Steuerzahlergedenktag – so wenig bleibt mittlerweile vom Gehalt übrig
Seit diesem Mittwoch hat für die deutschen Steuerzahler eine neue Zeitrechnung begonnen. Sie werden es nur nicht gemerkt haben. Nach Angaben des Bundes der Steuerzahler (BdSt) arbeiten die Bundesbürger – ab dem 12. Juli und bis Ende dieses Jahres – wieder für den eigenen Geldbeutel (seit 5:12 Uhr, wenn ihr es ganz genau wissen wollt). Das gesamte Einkommen, das sie zuvor erwirtschaftet haben, mussten sie rein rechnerisch in Form von Steuern und Abgaben an die öffentliche Hand abführen. Den 12. Juli hat der BdSt daher zum “Steuerzahlergedenktag” ernannt – um öffentlichkeitswirksam auf die in Deutschland sehr hohe Steuerlast aufmerksam zu machen.
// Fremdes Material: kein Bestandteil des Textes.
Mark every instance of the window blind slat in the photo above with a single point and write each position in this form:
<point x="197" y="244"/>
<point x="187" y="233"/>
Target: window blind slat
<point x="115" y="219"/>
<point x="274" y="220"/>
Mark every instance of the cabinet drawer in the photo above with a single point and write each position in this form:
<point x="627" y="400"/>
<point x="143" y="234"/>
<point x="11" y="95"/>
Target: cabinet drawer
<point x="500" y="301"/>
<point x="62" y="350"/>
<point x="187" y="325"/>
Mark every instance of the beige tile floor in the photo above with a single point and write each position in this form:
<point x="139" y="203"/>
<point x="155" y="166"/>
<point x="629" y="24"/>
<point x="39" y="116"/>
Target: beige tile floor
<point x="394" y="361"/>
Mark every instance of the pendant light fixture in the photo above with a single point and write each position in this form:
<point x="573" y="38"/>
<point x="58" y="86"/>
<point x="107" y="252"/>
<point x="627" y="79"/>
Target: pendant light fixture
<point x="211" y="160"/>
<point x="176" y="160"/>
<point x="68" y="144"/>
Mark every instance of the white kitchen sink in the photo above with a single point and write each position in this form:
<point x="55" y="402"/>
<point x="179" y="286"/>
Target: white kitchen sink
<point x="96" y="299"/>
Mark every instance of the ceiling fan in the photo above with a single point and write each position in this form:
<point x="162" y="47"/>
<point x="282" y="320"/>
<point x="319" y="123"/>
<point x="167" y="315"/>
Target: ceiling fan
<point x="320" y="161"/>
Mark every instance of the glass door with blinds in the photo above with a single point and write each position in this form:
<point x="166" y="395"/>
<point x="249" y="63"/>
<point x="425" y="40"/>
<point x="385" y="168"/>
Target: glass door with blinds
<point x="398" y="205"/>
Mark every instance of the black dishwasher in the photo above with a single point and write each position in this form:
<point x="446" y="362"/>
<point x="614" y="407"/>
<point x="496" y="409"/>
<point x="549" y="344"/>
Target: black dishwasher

Wie der Bund der Steuerzahler auf den 12. Juli kommt? Weil ein deutscher Arbeitnehmerhaushalt im Durchschnitt 52,7 % seines Bruttoeinkommens als Steuern und Abgaben abdrücken muss. Von einem Euro bleiben also nur 47,3 Cent übrig. Der BdSt bezieht sich auf Daten des Statistischen Bundesamts über Einnahmen und Ausgaben befragter Privathaushalte im Jahr 2021, welche auf dieses Jahr hochgerechnet werden. Demnach besteht ein durchschnittlicher Arbeitnehmerhaushalt aus 2,3 Personen und verdient ein monatliches Gesamteinkommen von 7113 EUR.
Beispielrechnung für einen Haushalt
Von diesem “Kuchen” bleibt dem Haushalt nicht mal die Hälfte übrig. 2254 EUR Sozialversicherungsabgaben, 855 EUR Einkommenssteuer, 637 EUR indirekte Steuern und “Quasisteuern” (Rundfunkbeitrag, Umsatzsteuer etc.) gehen an den Staat. Dem Haushalt bleiben 3364 EUR, während 3746 EUR als Steuern und Abgaben einkassiert werden.
Immerhin: Im Vorjahresvergleich ist die Belastung um 0,3 Prozentpunkte gesunken, so der Bund der Steuerzahler. Dies liege zum Beispiel “an der reduzierten Mehrwertsteuer auf Erdgas und Fernwärme, an rückläufigen Immobiliensätzen und damit sinkenden Grunderwerbsteuern sowie an der abgeschafften EEG-Umlage.” Dennoch ist die Kritik des BdSt an der Bundesregierung scharf.
Das fordert der Bund der Steuerzahler
“Wir [haben] es mit einer drastischen Belastung zu tun! Etliche Faktoren erhöhen nämlich die diesjährige Belastungsquote: So führen die historisch hohen Inflationsraten zu steigenden Verbraucherpreisen und damit zu größeren Mehrwertsteuer-Lasten. Hinzu kommen die gestiegenen Beitragssätze im Bereich der Sozialversicherungen”, sagt BdSt-Präsident Reiner Holznagel und führt fort: “Vor allem aber ist die kalte Progression nicht ausreichend abgebaut worden. Heißt: Der Einkommensteuertarif 2023 berücksichtigt nicht die Inflation, die 2023 tatsächlich erwartet wird. Stattdessen hat sich das Inflationsausgleichsgesetz hier nur an der Inflation des Jahres 2022 orientiert.”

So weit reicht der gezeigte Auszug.